French parliament condemns the ‘forgotten’ massacre of Paris

The French parliament's lower house on Thursday approved a resolution condemning as "bloody and murderous repression" the killing by Paris police of dozens protesters in 1961.

French parliament condemns the 'forgotten' massacre of Paris

Dozens of peaceful demonstrators died during a crackdown by Paris police on a protest by Algerians in 1961. The scale of the massacre was covered up for decades by French authorities before President Emmanuel Macron condemned it as “inexcusable” in 2021.

The massacre

The killings, which the French historian Emmanuel Blanchard called the most deadly repression in Western Europe since World War II, took place as Algeria was in the seventh and penultimate year of its fight for independence from colonial master France. At the time a bombing campaign targeting mainland France was carried out by pro-independence militants.
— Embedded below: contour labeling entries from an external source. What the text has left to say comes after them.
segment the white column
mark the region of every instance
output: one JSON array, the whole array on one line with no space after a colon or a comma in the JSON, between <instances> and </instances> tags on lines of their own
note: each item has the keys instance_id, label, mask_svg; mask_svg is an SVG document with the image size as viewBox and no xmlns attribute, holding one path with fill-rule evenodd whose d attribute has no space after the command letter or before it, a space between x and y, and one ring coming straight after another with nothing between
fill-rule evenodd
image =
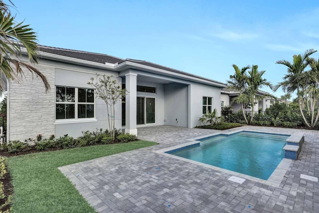
<instances>
[{"instance_id":1,"label":"white column","mask_svg":"<svg viewBox=\"0 0 319 213\"><path fill-rule=\"evenodd\" d=\"M190 84L188 84L188 86L187 86L187 96L188 96L188 100L187 100L188 102L188 118L187 119L188 119L188 128L192 128L191 126L191 103L190 103Z\"/></svg>"},{"instance_id":2,"label":"white column","mask_svg":"<svg viewBox=\"0 0 319 213\"><path fill-rule=\"evenodd\" d=\"M129 92L125 97L125 133L138 135L136 127L136 82L137 74L125 75L125 87Z\"/></svg>"}]
</instances>

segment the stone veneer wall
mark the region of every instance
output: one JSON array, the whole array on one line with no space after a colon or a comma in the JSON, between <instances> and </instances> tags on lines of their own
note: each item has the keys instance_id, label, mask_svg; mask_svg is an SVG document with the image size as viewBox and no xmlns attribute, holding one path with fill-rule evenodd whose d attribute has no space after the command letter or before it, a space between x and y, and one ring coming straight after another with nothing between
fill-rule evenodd
<instances>
[{"instance_id":1,"label":"stone veneer wall","mask_svg":"<svg viewBox=\"0 0 319 213\"><path fill-rule=\"evenodd\" d=\"M9 82L8 95L7 140L35 139L39 134L44 138L54 134L55 127L55 68L43 64L34 65L47 78L51 90L45 93L39 78L26 71L21 79Z\"/></svg>"}]
</instances>

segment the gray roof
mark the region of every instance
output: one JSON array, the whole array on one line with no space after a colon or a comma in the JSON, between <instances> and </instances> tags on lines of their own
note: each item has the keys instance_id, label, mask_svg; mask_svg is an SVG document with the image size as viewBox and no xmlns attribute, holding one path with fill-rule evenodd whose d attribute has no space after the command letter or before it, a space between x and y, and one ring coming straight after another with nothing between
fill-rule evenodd
<instances>
[{"instance_id":1,"label":"gray roof","mask_svg":"<svg viewBox=\"0 0 319 213\"><path fill-rule=\"evenodd\" d=\"M116 57L112 56L111 55L107 55L105 54L97 53L95 52L86 52L84 51L75 50L70 49L64 49L61 48L53 47L48 46L39 45L39 49L40 51L47 52L48 53L54 54L58 55L61 55L66 57L69 57L73 58L77 58L79 59L82 59L88 61L92 61L96 63L99 63L103 64L105 64L106 62L115 64L118 63L120 64L125 61L130 61L133 63L135 63L139 64L142 64L146 66L148 66L151 67L159 68L162 69L163 70L168 71L175 73L181 74L182 75L187 75L190 77L193 77L196 78L199 78L202 80L205 80L207 81L221 84L226 85L224 83L220 82L219 81L215 81L214 80L210 79L209 78L204 78L203 77L199 76L198 75L193 75L188 72L183 72L177 69L172 69L169 67L167 67L164 66L162 66L159 64L157 64L154 63L152 63L149 61L143 61L141 60L132 59L130 58L127 58L126 59L123 59L122 58L118 58ZM41 54L40 54L41 56Z\"/></svg>"}]
</instances>

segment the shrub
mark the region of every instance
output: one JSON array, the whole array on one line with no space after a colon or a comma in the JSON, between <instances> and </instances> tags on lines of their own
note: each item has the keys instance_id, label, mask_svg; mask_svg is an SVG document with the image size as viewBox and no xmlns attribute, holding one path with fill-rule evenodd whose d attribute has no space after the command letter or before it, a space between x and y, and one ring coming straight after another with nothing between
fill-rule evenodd
<instances>
[{"instance_id":1,"label":"shrub","mask_svg":"<svg viewBox=\"0 0 319 213\"><path fill-rule=\"evenodd\" d=\"M49 149L55 148L55 143L53 140L44 139L42 141L35 142L34 148L37 151L43 151Z\"/></svg>"},{"instance_id":2,"label":"shrub","mask_svg":"<svg viewBox=\"0 0 319 213\"><path fill-rule=\"evenodd\" d=\"M276 127L281 125L283 122L280 120L279 117L276 117L275 118L271 118L271 121L274 124L274 126Z\"/></svg>"},{"instance_id":3,"label":"shrub","mask_svg":"<svg viewBox=\"0 0 319 213\"><path fill-rule=\"evenodd\" d=\"M219 130L224 130L225 129L231 129L233 128L238 127L242 126L244 126L245 124L240 124L238 123L221 123L214 125L204 125L204 126L197 126L195 127L196 128L199 129L217 129Z\"/></svg>"},{"instance_id":4,"label":"shrub","mask_svg":"<svg viewBox=\"0 0 319 213\"><path fill-rule=\"evenodd\" d=\"M117 137L117 139L119 143L127 143L129 141L136 140L136 136L135 135L131 135L129 133L122 133Z\"/></svg>"},{"instance_id":5,"label":"shrub","mask_svg":"<svg viewBox=\"0 0 319 213\"><path fill-rule=\"evenodd\" d=\"M271 125L271 122L270 121L266 121L264 122L264 125L266 126L270 126Z\"/></svg>"},{"instance_id":6,"label":"shrub","mask_svg":"<svg viewBox=\"0 0 319 213\"><path fill-rule=\"evenodd\" d=\"M39 134L36 136L36 141L41 141L42 140L42 135Z\"/></svg>"},{"instance_id":7,"label":"shrub","mask_svg":"<svg viewBox=\"0 0 319 213\"><path fill-rule=\"evenodd\" d=\"M30 150L31 146L27 142L20 141L9 141L6 144L6 150L9 153L16 153Z\"/></svg>"},{"instance_id":8,"label":"shrub","mask_svg":"<svg viewBox=\"0 0 319 213\"><path fill-rule=\"evenodd\" d=\"M104 144L112 144L113 142L113 139L111 137L111 136L105 136L102 138L101 142Z\"/></svg>"},{"instance_id":9,"label":"shrub","mask_svg":"<svg viewBox=\"0 0 319 213\"><path fill-rule=\"evenodd\" d=\"M65 135L56 139L56 145L58 147L62 149L73 148L76 147L76 141L73 139L72 137L68 136L68 135Z\"/></svg>"},{"instance_id":10,"label":"shrub","mask_svg":"<svg viewBox=\"0 0 319 213\"><path fill-rule=\"evenodd\" d=\"M285 127L296 127L297 126L297 123L296 122L289 122L285 121L283 122L283 126Z\"/></svg>"}]
</instances>

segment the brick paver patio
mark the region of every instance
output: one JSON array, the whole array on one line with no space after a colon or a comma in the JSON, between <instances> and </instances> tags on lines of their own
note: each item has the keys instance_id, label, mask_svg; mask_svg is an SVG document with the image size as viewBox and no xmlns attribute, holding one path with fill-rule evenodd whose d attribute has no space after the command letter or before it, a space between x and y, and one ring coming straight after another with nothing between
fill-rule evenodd
<instances>
[{"instance_id":1,"label":"brick paver patio","mask_svg":"<svg viewBox=\"0 0 319 213\"><path fill-rule=\"evenodd\" d=\"M239 184L228 173L157 154L217 130L168 126L138 129L139 138L159 145L59 168L98 212L319 212L319 131L245 126L266 132L306 134L298 160L279 187L246 180Z\"/></svg>"}]
</instances>

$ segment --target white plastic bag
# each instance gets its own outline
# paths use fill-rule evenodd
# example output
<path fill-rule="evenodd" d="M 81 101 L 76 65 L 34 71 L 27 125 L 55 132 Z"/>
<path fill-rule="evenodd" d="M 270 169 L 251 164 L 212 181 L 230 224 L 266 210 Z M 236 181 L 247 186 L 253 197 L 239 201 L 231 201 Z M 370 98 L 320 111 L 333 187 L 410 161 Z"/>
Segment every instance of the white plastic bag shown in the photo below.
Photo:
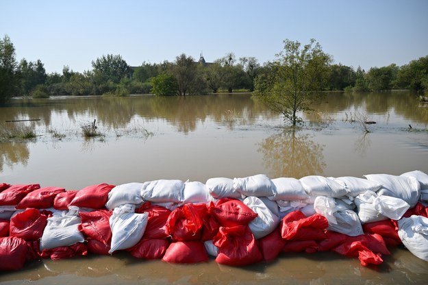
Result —
<path fill-rule="evenodd" d="M 398 221 L 399 236 L 414 256 L 428 261 L 428 218 L 412 215 Z"/>
<path fill-rule="evenodd" d="M 125 204 L 116 208 L 110 219 L 112 243 L 109 253 L 136 245 L 142 237 L 149 214 L 135 212 L 135 205 Z"/>
<path fill-rule="evenodd" d="M 264 174 L 234 178 L 234 188 L 244 196 L 269 197 L 275 193 L 275 185 Z"/>
<path fill-rule="evenodd" d="M 141 188 L 142 183 L 131 182 L 118 185 L 108 193 L 105 208 L 113 210 L 125 204 L 140 204 L 142 203 Z"/>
The peaceful demonstration on October 17th, 1961, of some 30,000 Algerians – mostly living in shanty towns around the French capital – was called by Algeria’s National Liberation Front (FLN), and was intended to protest at a curfew that only affected Algerians.

As they marched, around 10,000 police officers charged into the crowd, hurling some into the river. Witnesses said that police also opened fire on the demonstrators, throwing the bodies of those killed into the Seine.

“Many victims died under the blows of the police, dozens of others were thrown into the Seine and several died of suffocation after being thrown to the ground and covered by heaps of bodies,” according to the Immigration Museum in Paris, which has helped catalogue the event.

It later emerged that some police had been influenced by erroneous reports that their colleagues had been shot dead during the demonstration.

The man who gave the command was Maurice Papon, who despite having collaborated with the Nazis during World War II had risen to become head of the Paris police.

Papon was later convicted of war crimes for deporting 1,600 Jews to the death camps, but never stood trial over the Paris massacre.

Many Algerians were grabbed by police long before the protest began, rounded up as they got off the Metro. Some 12,000 were arrested and bused to internment camps, prepared in advance, where they were beaten or expelled to Algeria, with the lucky ones eventually allowed to go home.

Latest resolution

The bill approved on Thursday in the Assemblée nationale was put forward by Greens lawmaker Sabrina Sebaihi and ruling Renaissance party MP Julie Delpech, and was approved by 67 lawmakers, with 11 against.

The text of the resolution stressed the crackdown took place “under the authority of police préfet Maurice Papon” and also called for the official commemoration of the massacre.

The term “state crime” however does not appear in the text of the resolution, which was jointly drafted by Macron’s party and the Elysée Palace.

Sebaihi said the vote represented the “first step” towards the “recognition of this colonial crime, the recognition of this state crime.”

Acknowledgement

On the 60th anniversary of the killings in 2021, Macron acknowledged that several dozen protesters had been killed, “their bodies thrown into the River Seine.”

The precise number of victims has never been made clear and some activists fear several hundred could have been killed.

In 2012, then president François Hollande paid “tribute to the victims” of a “bloody crackdown” on the men and women demonstrating for “the right to independence”.

In 2019, Paris mayor Anne Hidalgo unveiled a memorial artwork next to the Seine, featuring dozens of silhouettes to represent the unknown number of people who died that day.

“Let us spare a thought here today for these victims and their families, who have been hit hard by the spiral of violence”, Dominique Faure, the minister for local and regional authorities, said on Thursday.

However, Faure expressed reservations about establishing a special day to commemorate the massacre, pointing out that three dates already existed to “commemorate what happened during the Algerian war”.

“I think it is important to let history do the work before considering a new day of commemoration specifically for the victims of October 17, 1961.”

France has made several attempts over the years to heal the wounds with Algeria, but it refuses to “apologise or repent” for the 132 years of often brutal rule that ended in 1962.